The hand that will assuage its pain;

In life's young dawn, a well-loved guest,

A fondling for the children's play,

A joy unto the old and gray.

But waxing time and growth betrays

The blood-thirst of the lion-race,

And, for the house's fostering care,

Unbidden all, it revels there,

And bloody recompense repays--

Rent flesh of tine, its talons tare:

A mighty beast, that slays and slays,

And mars with blood the household fair,

A God-sent pest invincible,

A minister of fate and hell.

Even so to Ilion's city came by stealth

A spirit as of windless seas and skies,

A gentle phantom-form of joy and wealth,

With love's soft arrows speeding from its eyes--

Love's rose, whose thorn doth pierce the soul in subtle wise.
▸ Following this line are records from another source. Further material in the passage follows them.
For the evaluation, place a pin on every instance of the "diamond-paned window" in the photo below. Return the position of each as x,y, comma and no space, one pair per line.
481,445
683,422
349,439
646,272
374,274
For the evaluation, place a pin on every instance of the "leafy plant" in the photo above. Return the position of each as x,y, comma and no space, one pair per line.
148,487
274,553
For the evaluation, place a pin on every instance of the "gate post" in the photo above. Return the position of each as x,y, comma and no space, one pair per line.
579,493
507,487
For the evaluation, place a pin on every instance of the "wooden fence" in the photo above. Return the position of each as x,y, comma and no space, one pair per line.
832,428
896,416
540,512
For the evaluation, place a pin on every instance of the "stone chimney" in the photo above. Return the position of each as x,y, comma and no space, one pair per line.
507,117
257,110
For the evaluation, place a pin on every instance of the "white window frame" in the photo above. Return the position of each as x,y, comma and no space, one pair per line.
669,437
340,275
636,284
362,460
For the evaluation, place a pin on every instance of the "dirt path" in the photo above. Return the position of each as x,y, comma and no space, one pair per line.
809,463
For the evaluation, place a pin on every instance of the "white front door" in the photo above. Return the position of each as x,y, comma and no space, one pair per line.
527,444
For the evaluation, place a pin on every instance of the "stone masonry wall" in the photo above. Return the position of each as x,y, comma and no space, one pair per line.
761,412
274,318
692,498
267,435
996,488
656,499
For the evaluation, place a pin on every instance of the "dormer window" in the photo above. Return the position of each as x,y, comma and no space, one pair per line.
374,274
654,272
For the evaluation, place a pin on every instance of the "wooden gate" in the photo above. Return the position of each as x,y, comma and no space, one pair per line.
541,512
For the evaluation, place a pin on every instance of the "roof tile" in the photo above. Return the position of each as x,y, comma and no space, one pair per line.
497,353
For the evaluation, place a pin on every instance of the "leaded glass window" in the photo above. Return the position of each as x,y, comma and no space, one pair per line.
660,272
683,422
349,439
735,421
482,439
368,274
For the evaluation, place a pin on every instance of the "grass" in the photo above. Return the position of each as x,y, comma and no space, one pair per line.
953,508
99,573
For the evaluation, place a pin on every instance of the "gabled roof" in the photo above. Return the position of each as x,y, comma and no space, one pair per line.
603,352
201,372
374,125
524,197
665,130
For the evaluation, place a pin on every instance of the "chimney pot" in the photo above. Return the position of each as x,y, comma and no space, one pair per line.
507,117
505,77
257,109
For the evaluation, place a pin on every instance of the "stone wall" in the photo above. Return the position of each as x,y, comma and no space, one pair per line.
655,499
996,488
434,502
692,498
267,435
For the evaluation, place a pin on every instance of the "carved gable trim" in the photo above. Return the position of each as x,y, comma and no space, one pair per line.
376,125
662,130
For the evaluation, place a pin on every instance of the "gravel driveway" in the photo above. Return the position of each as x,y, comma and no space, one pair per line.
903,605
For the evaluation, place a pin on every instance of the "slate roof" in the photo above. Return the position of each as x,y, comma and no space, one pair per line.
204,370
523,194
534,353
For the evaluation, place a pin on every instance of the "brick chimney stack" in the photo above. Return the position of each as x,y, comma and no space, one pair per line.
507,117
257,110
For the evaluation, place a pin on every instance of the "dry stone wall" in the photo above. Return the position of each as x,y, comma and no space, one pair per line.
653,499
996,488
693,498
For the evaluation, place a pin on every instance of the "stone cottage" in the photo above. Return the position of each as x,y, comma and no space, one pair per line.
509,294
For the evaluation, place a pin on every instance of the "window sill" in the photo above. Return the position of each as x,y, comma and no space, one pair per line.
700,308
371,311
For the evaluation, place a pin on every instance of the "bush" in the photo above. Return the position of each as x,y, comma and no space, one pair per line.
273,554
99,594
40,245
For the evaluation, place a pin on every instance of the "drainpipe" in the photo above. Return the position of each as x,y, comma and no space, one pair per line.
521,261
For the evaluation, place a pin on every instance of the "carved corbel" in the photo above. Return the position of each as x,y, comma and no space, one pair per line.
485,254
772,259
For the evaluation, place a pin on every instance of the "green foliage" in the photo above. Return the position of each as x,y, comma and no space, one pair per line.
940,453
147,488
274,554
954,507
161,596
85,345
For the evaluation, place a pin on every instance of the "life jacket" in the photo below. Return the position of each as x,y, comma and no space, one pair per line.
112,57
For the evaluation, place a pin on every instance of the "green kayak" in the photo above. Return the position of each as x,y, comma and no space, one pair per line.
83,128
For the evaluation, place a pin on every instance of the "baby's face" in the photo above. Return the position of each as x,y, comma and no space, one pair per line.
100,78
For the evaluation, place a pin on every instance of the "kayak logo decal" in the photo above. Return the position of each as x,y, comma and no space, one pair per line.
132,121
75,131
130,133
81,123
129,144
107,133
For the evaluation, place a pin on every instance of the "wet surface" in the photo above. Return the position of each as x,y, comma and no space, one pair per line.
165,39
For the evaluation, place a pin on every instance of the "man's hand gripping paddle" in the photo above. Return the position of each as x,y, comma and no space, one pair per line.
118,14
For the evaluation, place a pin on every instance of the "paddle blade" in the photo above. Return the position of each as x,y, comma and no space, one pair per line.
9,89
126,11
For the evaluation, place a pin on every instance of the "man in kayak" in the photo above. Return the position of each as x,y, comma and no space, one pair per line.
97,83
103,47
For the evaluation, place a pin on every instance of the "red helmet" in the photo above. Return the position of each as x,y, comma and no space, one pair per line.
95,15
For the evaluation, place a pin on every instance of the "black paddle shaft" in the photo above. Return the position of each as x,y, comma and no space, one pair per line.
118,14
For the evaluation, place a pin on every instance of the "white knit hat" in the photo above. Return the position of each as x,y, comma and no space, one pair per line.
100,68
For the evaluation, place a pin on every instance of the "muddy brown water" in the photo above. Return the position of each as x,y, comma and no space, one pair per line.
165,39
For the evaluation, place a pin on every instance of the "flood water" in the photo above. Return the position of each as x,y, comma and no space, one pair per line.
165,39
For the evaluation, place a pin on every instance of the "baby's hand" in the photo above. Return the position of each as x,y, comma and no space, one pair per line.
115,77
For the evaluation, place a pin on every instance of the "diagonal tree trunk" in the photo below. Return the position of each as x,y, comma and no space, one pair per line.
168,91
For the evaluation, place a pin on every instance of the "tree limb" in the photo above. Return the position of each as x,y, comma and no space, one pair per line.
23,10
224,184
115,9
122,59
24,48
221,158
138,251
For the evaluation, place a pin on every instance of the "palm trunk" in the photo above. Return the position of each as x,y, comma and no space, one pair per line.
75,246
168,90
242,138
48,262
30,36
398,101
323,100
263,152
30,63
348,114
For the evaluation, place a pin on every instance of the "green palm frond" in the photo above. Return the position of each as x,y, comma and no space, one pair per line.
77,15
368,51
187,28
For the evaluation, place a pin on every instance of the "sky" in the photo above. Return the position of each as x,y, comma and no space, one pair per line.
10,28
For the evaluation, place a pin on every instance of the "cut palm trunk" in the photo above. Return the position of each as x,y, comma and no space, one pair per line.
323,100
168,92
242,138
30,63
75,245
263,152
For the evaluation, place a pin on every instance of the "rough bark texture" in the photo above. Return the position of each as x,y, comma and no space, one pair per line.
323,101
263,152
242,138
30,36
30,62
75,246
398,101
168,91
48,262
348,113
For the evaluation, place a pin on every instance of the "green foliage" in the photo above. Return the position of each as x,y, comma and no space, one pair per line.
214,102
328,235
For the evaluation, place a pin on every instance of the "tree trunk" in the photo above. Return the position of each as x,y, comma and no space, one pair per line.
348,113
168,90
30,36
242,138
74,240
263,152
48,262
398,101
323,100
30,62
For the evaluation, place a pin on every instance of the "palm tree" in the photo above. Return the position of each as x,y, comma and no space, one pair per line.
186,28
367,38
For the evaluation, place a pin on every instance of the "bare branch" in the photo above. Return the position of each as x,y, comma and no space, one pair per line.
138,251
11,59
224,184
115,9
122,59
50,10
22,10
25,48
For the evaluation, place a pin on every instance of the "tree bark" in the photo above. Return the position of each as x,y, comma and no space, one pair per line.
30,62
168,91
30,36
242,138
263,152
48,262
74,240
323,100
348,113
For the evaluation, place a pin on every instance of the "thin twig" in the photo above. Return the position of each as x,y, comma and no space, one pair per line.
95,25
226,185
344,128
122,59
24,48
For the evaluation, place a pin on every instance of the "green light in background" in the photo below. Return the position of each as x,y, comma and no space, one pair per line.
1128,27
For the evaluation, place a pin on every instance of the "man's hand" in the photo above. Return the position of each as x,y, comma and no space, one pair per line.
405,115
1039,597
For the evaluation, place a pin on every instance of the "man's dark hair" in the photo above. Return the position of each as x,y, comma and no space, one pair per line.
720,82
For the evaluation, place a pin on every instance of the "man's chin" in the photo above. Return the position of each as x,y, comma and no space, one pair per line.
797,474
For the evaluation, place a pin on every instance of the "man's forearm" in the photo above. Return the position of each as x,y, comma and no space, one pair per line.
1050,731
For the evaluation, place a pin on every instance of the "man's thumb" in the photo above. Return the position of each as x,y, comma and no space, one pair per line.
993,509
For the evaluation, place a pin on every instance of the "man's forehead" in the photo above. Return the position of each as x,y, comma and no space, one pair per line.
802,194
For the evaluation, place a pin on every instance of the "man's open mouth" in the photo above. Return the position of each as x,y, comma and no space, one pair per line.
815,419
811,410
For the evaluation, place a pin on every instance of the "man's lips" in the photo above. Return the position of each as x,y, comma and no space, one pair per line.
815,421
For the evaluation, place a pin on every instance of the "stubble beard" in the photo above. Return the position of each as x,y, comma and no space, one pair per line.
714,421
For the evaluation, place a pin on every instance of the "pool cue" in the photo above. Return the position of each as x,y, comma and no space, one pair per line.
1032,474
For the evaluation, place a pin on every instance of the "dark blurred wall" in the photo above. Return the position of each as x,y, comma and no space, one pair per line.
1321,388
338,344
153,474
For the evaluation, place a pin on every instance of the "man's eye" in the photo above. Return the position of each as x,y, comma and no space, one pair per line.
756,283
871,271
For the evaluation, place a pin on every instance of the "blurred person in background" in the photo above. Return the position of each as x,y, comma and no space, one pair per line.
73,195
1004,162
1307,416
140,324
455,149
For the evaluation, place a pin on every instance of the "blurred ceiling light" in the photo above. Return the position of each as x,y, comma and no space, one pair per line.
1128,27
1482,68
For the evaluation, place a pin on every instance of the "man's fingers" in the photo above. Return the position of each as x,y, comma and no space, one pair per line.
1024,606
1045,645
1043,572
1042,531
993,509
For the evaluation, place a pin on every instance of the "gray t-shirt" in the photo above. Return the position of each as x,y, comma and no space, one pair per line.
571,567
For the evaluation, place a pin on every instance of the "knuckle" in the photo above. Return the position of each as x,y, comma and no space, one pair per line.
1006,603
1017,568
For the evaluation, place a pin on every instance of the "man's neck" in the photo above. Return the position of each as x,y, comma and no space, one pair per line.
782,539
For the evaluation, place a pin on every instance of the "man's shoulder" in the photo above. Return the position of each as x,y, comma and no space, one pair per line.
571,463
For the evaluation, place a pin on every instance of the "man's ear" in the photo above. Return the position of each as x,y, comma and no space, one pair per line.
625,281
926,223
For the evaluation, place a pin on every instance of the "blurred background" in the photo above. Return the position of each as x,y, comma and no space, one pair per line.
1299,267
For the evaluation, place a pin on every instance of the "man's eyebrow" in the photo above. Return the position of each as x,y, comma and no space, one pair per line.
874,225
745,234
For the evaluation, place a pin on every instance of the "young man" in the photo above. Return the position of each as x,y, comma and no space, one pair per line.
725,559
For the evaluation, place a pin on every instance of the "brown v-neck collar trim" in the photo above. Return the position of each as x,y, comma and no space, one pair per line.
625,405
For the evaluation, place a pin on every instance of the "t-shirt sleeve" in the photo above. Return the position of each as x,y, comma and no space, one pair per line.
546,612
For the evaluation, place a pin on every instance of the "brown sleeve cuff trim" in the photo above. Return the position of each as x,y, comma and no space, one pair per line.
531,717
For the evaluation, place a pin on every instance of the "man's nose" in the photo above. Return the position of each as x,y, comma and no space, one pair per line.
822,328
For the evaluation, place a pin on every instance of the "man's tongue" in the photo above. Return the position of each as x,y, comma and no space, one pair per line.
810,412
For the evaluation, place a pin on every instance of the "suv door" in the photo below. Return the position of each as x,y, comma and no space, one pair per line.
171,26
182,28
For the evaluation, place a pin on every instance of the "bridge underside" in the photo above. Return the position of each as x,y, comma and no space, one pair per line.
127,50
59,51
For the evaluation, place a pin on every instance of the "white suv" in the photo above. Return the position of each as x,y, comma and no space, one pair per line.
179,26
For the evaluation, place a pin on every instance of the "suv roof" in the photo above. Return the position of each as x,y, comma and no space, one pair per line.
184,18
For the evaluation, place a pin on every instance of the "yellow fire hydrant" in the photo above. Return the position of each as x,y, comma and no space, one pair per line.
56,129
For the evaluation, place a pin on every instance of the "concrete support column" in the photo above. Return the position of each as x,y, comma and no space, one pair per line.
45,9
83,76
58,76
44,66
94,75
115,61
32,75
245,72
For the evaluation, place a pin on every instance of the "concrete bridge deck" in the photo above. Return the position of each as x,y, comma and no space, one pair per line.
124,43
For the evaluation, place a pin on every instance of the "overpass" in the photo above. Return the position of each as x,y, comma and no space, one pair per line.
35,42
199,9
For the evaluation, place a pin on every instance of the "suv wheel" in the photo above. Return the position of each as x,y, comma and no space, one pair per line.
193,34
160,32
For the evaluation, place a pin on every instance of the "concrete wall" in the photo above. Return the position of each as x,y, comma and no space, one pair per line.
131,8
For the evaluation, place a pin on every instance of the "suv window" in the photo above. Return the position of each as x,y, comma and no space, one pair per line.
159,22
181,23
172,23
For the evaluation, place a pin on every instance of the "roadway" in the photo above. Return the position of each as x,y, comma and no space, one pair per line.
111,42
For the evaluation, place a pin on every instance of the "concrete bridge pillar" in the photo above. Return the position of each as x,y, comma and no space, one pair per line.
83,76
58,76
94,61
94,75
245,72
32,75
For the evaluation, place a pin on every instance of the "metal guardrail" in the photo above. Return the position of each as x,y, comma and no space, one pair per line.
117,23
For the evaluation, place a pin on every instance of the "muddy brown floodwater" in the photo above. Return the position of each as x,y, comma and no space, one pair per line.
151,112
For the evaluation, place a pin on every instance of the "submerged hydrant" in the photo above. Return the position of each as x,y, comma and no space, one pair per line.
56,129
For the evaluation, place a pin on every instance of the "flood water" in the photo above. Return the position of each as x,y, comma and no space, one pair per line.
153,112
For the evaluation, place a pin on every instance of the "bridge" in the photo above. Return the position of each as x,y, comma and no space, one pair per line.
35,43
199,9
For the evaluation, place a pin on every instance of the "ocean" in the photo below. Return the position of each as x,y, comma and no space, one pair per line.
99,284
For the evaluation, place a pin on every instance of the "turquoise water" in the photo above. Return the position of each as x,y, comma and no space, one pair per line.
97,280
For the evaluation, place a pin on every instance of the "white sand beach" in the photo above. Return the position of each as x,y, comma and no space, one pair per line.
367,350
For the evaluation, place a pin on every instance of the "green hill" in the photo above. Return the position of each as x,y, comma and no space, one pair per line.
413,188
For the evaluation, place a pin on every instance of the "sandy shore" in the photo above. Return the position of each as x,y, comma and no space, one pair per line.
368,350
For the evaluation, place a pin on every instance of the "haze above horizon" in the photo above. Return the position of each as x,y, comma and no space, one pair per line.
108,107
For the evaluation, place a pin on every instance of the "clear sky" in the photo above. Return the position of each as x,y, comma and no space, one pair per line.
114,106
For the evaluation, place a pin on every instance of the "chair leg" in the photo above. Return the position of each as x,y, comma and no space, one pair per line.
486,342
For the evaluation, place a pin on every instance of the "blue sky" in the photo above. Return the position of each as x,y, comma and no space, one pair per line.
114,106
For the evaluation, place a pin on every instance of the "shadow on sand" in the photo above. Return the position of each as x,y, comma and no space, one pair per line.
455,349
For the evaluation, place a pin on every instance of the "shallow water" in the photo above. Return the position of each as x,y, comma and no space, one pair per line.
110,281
Ah, well-a-day! the bitter bridal-bed,

When the fair mischief lay by Paris' side!

What curse on palace and on people sped

With her, the Fury sent on Priam's pride,

By angered Zeus! what tears of many a widowed bride!

Long, long ago to mortals this was told,

How sweet security and blissful state

Have curses for their children--so men hold--

And for the man of all-too prosperous fate

Springs from a bitter seed some woe insatiate.

Alone, alone, I deem far otherwise;

Not bliss nor wealth it is, but impious deed,

From which that after-growth of ill doth rise!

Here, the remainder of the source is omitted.